Chapter 49 Ma En's Daily Life

Ma En's eyes snapped open. Under an intense wave of heart palpitations, the ceiling felt like it was spinning. He stayed still for a while, arm draped over his forehead, breathing through it; the light through the curtains had already brightened the room to a pale yellow, and with the fading echo of fear still present, sleep was simply not happening again.

He turned his head and checked the clock on the bedside table. Seven in the morning. The things he needed to handle today surfaced in his mind one by one.

He sat up and checked the alarm. Same as the last few times — jammed, for no clear reason. He picked the clock up, shook it firmly, and a thin sliver of plant root came free from the gap around the winding mechanism. He held it for a moment, this hair-fine thread of organic matter. He genuinely could not understand why it kept finding its way in there.
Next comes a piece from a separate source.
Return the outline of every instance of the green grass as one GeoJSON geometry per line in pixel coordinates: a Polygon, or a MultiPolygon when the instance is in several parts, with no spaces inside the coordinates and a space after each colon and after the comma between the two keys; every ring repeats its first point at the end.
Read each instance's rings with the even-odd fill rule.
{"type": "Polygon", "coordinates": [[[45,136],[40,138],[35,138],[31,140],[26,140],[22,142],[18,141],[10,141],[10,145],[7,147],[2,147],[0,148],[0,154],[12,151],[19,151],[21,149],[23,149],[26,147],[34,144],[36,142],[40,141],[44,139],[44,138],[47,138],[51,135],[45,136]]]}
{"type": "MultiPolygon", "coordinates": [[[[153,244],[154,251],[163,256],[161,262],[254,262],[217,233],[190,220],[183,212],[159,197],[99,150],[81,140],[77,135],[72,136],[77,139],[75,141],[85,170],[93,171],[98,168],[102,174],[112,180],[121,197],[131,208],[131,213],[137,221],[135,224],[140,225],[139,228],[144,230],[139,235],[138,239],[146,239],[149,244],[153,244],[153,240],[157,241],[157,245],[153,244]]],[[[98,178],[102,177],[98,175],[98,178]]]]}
He didn't keep any houseplants. He never took the clock out of the room. If someone was sneaking into his apartment to play a prank on a man's alarm clock — and had done it multiple times without once being caught — then whoever they were, they'd also left without taking anything, because nothing was ever missing. What kind of intruder was that?

This combination of waking from a nightmare and finding the alarm jammed had happened too many times to be coincidence. He had wondered whether it might be some kind of ill-omened sign. But no matter how carefully he watched, nothing emerged — no pattern he could trace, no source he could identify. He didn't think it was coincidence, but trying to find the connection between the nightmares and the alarm was equally futile.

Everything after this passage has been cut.